At Thursday’s hearing, Meehan suggested what made people uncomfortable about the hearing was the singling out one religion as the cause of terrorist violence, while the real culprit is “political Islam,” which overshadows the ordinary practice of the faith that occurs peacefully across the country every day.
“It’s into an area between this elephant in the room we’re not supposed to be talking about: religion and jihadism,” the congressman said.
When Meehan asked the doctor to define this key concept in more detail, Jasser said political Islam is a movement that wants to create a theocratic state based on Shari’ah law, which is the antithesis of America’s founding principles, especially the First Amendment of the Constitution.
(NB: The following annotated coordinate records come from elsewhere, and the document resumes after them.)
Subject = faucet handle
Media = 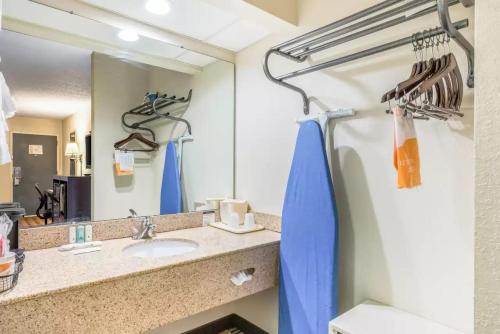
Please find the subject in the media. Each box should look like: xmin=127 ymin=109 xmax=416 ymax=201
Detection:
xmin=148 ymin=224 xmax=156 ymax=238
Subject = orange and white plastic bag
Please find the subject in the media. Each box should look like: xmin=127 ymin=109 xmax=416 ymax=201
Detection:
xmin=392 ymin=106 xmax=421 ymax=189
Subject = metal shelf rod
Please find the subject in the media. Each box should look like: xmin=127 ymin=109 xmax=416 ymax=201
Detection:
xmin=294 ymin=0 xmax=460 ymax=58
xmin=276 ymin=19 xmax=469 ymax=81
xmin=280 ymin=0 xmax=440 ymax=56
xmin=274 ymin=0 xmax=406 ymax=50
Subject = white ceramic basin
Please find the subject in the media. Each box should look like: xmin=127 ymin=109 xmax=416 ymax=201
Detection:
xmin=123 ymin=239 xmax=199 ymax=259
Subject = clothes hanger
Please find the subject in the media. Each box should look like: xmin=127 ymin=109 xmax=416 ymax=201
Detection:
xmin=114 ymin=132 xmax=160 ymax=152
xmin=381 ymin=33 xmax=423 ymax=103
xmin=152 ymin=94 xmax=192 ymax=135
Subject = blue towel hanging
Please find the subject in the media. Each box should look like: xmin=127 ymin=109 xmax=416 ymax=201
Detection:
xmin=279 ymin=121 xmax=338 ymax=334
xmin=160 ymin=142 xmax=182 ymax=215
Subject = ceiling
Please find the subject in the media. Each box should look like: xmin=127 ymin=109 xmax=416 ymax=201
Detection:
xmin=81 ymin=0 xmax=270 ymax=51
xmin=0 ymin=31 xmax=91 ymax=119
xmin=3 ymin=0 xmax=216 ymax=67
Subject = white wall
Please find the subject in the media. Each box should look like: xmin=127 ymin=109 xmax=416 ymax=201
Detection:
xmin=92 ymin=53 xmax=154 ymax=220
xmin=475 ymin=0 xmax=500 ymax=334
xmin=62 ymin=110 xmax=92 ymax=175
xmin=236 ymin=0 xmax=473 ymax=333
xmin=92 ymin=54 xmax=234 ymax=220
xmin=149 ymin=61 xmax=234 ymax=211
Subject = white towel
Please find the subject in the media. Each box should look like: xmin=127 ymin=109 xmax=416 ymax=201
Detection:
xmin=0 ymin=72 xmax=16 ymax=165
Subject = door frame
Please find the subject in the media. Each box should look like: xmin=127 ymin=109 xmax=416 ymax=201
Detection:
xmin=4 ymin=131 xmax=63 ymax=202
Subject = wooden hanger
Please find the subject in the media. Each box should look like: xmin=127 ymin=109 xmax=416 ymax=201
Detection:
xmin=114 ymin=132 xmax=160 ymax=152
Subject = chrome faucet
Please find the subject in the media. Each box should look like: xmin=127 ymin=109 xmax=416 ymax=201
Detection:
xmin=129 ymin=209 xmax=156 ymax=240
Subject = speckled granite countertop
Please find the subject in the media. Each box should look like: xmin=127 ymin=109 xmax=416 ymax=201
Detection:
xmin=0 ymin=227 xmax=280 ymax=306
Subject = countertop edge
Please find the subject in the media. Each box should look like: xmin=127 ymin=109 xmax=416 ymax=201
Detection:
xmin=0 ymin=239 xmax=280 ymax=307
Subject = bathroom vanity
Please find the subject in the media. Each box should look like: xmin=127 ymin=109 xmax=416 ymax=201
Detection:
xmin=0 ymin=214 xmax=280 ymax=334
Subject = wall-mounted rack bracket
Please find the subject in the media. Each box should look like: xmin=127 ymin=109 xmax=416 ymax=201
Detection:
xmin=263 ymin=0 xmax=474 ymax=115
xmin=296 ymin=108 xmax=356 ymax=138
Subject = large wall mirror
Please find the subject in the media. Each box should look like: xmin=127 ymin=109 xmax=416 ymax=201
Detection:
xmin=0 ymin=0 xmax=235 ymax=228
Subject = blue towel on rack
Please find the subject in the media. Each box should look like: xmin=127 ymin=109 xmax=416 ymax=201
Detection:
xmin=279 ymin=121 xmax=338 ymax=334
xmin=160 ymin=142 xmax=182 ymax=215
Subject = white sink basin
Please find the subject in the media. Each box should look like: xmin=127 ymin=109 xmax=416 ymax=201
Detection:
xmin=123 ymin=239 xmax=199 ymax=259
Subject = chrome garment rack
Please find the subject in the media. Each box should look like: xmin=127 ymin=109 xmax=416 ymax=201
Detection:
xmin=263 ymin=0 xmax=474 ymax=115
xmin=122 ymin=89 xmax=193 ymax=141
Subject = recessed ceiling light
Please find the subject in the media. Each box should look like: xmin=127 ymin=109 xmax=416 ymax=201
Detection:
xmin=146 ymin=0 xmax=170 ymax=15
xmin=118 ymin=29 xmax=139 ymax=42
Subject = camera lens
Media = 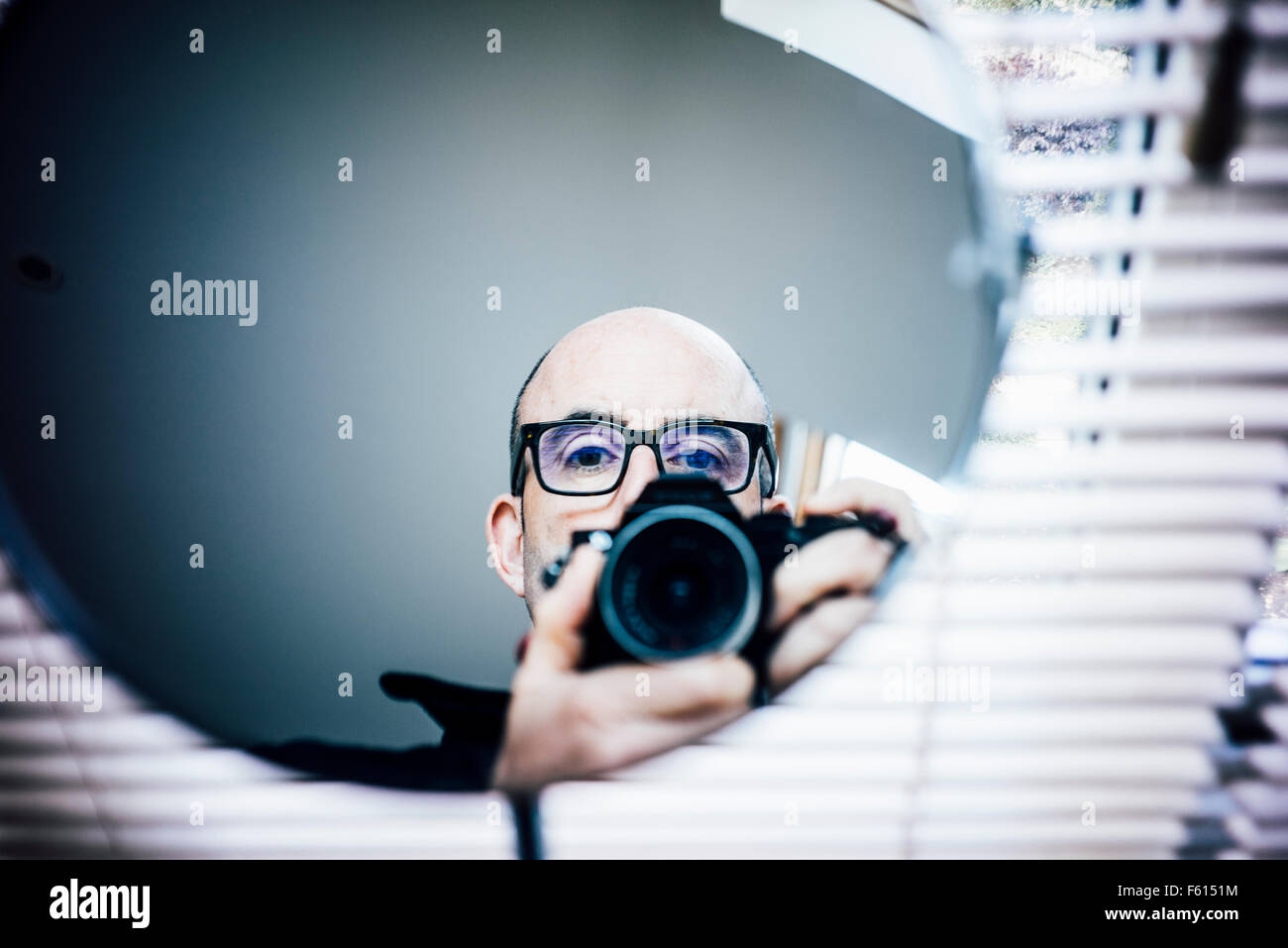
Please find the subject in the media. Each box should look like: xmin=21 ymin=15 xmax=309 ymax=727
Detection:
xmin=600 ymin=505 xmax=761 ymax=661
“But that antagonism (exists) between this country’s understanding of the establishment clause, and the beauty of liberty versus political Islam, which wants to put into place Islamic states like Iran, or like the Taliban had in place or Wahhabism in Saudi Arabia,” he said.
Jassar said is essential for Americans to make the distinction between the practice of his religion, and radical fringe players who have perverted his “beautiful faith.”
“And until you treat this diagnosis, what’s called political Islam, spiritual Islam will continue to suffer, our faith community will continue to suffer and our (national) security will continue to suffer,” he said.